Oczywiście przegapiłam kolację, którą w naszym domu serwuje się o szóstej. Pani Llewelyn bez słowa postawiła przede mną talerz, a potem stała oparta tyłkiem o komodę i patrzyła, jak jem. Nie zadała sobie trudu odgrzania zupy. Starała się mnie sprowokować, ale wygarnęłam wszystko teraz, do ostatniej kropli. Odczekała jeszcze chwilę, potem zabrała pusty talerz, a za moment wróciła z drugim daniem: pieczenią wieprzową, która nie wystygła, bo czekała na mnie w piecu. Trzy różyczki brokułu — warzywa, którego nie trzeba mi dodatkowo obrzydzać — miały odcień szpitalnej lamperii. Ścięty sos przypominał zaschniętą krew na prześcieradle. Na szczęście pani Llewelyn tym razem nie stała nade mną. Przeżułam kilka kęsów pieczeni, a resztę schowałam do torebki. Zamierzałam to później spuścić w ubikacji. Kiedy pani Llewelyn wróciła, nie mogła ukryć zdziwienia, że uporałam się z tak nieapetycznym daniem. Odniosłam zwycięstwo. Nagrodą była miseczka blamanżu z mandarynkami z puszki. Blamanż to moje ulubione danie. Nie trzeba go przeżuwać. Biorę porcyjkę na język i trzymam ją tam przez chwilę, po czym zsuwam do gardła, wyobrażając sobie, że to mały okręt, który wypływa z bezpiecznej przystani na otwarte morze. Cząstki mandarynki pozostawiłam nietknięte, bo ich kształt i faktura miały w sobie coś obrzydliwego.
Wspomniany przez bohaterkę powieści Blamanż
to słodki deser z żelatyny, śmietanki i cukru, czasem
wzbogacony o wanilię, migdały, bakalie czy owoce. Forma blamanż to spolszczona
francuska nazwa tej "galaretki": blanc-manger
– dosłownie „białe jedzenie; biały posiłek”. W języku polskim można spotkać
również określenie blemas.
Składniki:
150 g
migdałów
250 ml
tłustego mleka
1,5 łyżki
żelatyny
350 ml
śmietanki 30%
120 g
drobnego cukru
Sposób
wykonania:
Obrane ze
skórki migdały rozdrobnić miskerem na pył. Zalać mlekiem i odstawić na pół
godziny.
Dokładnie
odcedzić masę migdałową, która na koniec posłuży do ozdobienia deseru.

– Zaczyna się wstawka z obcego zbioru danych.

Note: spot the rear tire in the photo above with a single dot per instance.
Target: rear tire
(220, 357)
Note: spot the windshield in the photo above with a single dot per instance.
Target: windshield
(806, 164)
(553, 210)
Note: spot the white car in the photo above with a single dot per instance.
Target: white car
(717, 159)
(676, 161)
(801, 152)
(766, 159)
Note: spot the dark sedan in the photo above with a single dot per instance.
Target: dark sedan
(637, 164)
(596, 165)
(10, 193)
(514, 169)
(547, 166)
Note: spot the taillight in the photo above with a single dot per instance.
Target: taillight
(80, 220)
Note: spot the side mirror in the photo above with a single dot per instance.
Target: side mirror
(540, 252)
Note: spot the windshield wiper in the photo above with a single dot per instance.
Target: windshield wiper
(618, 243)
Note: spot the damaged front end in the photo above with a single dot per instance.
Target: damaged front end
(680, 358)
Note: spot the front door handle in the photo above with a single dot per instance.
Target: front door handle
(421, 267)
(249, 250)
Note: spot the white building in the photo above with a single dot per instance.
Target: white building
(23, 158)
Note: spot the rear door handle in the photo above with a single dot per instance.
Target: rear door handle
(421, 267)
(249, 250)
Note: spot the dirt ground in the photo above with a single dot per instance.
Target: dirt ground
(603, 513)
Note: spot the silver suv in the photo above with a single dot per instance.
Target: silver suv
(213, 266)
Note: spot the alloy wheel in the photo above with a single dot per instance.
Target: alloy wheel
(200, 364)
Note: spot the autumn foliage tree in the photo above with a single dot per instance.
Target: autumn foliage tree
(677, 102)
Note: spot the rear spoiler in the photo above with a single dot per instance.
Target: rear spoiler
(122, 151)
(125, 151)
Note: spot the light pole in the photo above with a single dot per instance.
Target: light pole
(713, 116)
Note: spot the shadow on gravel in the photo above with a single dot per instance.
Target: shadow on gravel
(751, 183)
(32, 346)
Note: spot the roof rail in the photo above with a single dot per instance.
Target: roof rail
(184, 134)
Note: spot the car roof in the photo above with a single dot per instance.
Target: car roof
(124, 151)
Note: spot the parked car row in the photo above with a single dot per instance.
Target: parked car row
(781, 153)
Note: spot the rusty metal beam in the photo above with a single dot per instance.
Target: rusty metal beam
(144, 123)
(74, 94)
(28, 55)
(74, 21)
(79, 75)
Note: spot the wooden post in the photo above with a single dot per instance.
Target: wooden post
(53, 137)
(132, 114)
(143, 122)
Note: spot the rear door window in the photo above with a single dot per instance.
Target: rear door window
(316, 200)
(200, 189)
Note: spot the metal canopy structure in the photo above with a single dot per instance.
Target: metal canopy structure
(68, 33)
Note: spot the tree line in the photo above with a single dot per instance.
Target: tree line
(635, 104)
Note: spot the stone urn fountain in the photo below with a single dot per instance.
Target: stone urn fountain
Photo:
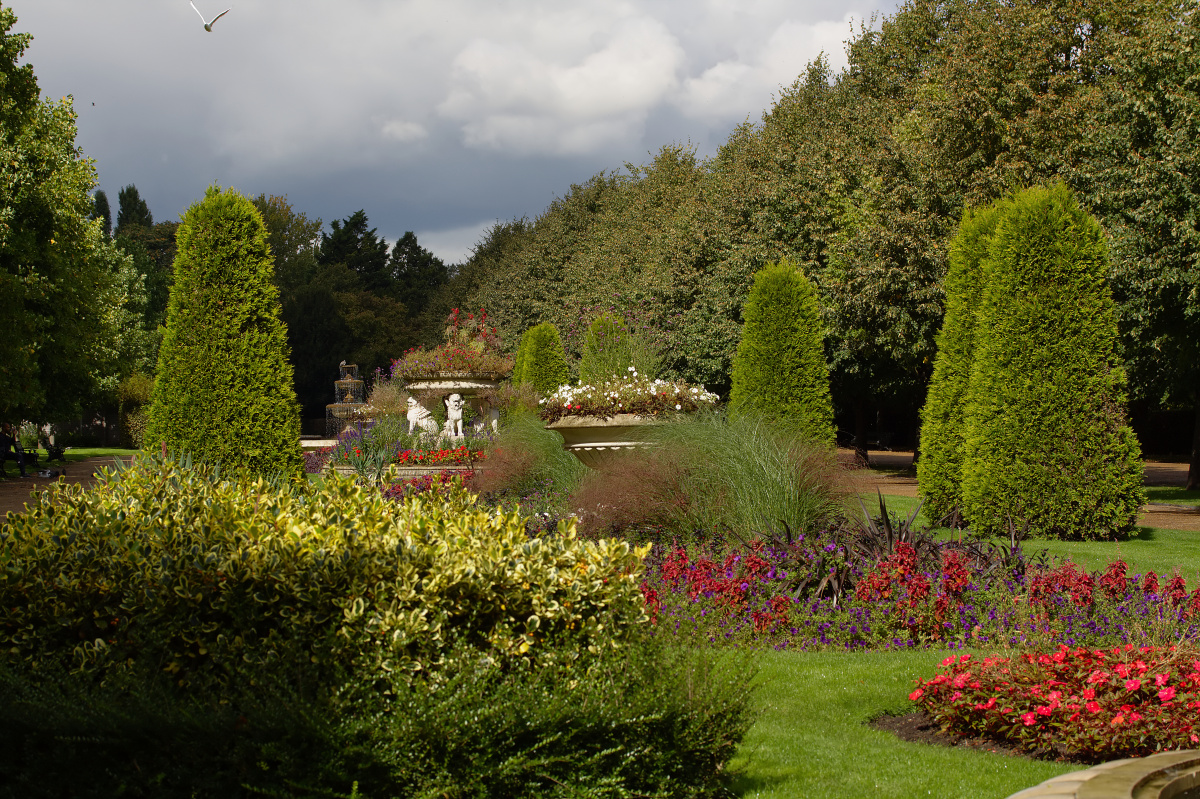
(594, 440)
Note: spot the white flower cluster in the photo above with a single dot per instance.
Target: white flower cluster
(619, 392)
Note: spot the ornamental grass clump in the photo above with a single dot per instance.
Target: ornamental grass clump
(472, 347)
(1079, 703)
(223, 385)
(709, 474)
(633, 394)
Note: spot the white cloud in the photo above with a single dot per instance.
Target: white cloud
(527, 97)
(399, 130)
(744, 85)
(454, 245)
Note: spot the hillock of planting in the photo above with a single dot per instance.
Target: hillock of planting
(298, 640)
(1080, 703)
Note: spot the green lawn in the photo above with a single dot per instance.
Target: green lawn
(1173, 494)
(811, 739)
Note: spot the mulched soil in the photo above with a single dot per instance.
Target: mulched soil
(921, 728)
(899, 479)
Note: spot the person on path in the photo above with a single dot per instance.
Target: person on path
(11, 449)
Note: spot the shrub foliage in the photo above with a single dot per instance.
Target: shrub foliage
(779, 370)
(544, 360)
(1047, 442)
(177, 632)
(223, 385)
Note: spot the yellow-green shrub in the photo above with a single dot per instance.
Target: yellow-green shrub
(217, 577)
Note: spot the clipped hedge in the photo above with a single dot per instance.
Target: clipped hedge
(205, 578)
(544, 361)
(1047, 443)
(223, 384)
(779, 370)
(940, 467)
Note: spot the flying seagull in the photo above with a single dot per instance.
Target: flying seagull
(208, 25)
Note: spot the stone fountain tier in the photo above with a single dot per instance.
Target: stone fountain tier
(475, 389)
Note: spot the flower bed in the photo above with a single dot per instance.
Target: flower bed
(816, 593)
(457, 456)
(1087, 704)
(472, 348)
(631, 395)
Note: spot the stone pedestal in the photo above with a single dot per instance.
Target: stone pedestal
(594, 440)
(475, 389)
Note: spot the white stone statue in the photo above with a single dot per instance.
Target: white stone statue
(420, 420)
(454, 415)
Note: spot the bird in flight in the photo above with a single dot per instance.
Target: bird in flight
(208, 25)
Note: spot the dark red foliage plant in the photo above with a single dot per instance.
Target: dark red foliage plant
(1080, 704)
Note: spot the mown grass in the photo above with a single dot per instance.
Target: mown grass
(1173, 494)
(76, 454)
(813, 739)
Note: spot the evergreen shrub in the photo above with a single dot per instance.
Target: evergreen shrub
(612, 350)
(205, 576)
(1047, 443)
(545, 360)
(940, 467)
(223, 385)
(181, 632)
(779, 370)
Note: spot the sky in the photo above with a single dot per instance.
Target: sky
(436, 116)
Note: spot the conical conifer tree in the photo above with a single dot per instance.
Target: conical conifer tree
(779, 370)
(545, 360)
(940, 468)
(223, 388)
(1047, 443)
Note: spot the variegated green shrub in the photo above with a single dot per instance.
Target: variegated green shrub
(217, 577)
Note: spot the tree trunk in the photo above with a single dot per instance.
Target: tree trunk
(1194, 464)
(861, 456)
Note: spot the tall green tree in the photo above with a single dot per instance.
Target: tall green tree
(102, 211)
(59, 275)
(417, 274)
(779, 371)
(223, 386)
(1047, 443)
(940, 468)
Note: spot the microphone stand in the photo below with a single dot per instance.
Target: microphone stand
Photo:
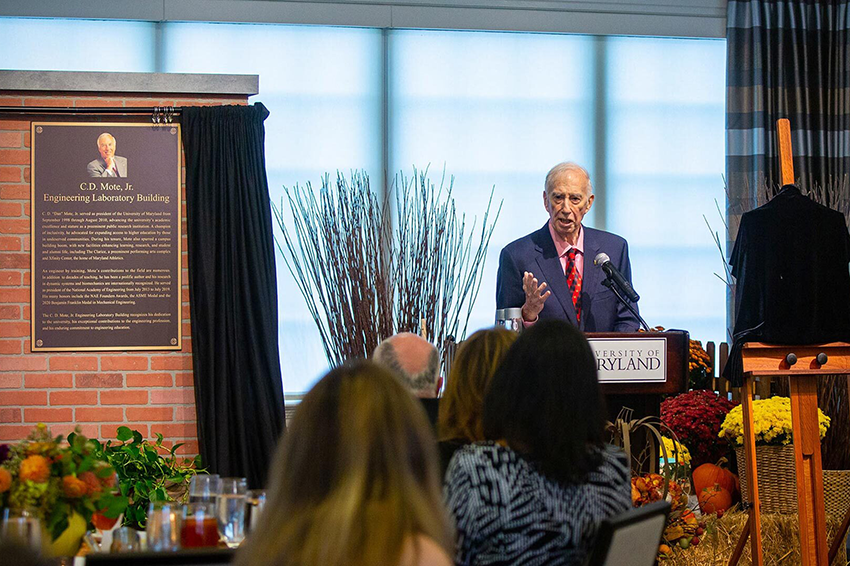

Mleko
przelać do rondla, dodać połowę śmietanki, cukier i mieszając, podgrzewać na
wolnym ogniu. Gdy masa zgęstnieje, ostudzić.
Dodać przygotowaną
wcześniej żelatynę, wymieszać. Pozostałą część śmietany ubić i zmieszać
delikatnie z masą w rondelka (powinna być w letniej temperaturze).
Masę przelać
do foremki do pieczenia babki, odstawić do lodówki na kilka godzin.
Blamanż wyłożyć
na paterę i ozdobić zmielonymi migdałami.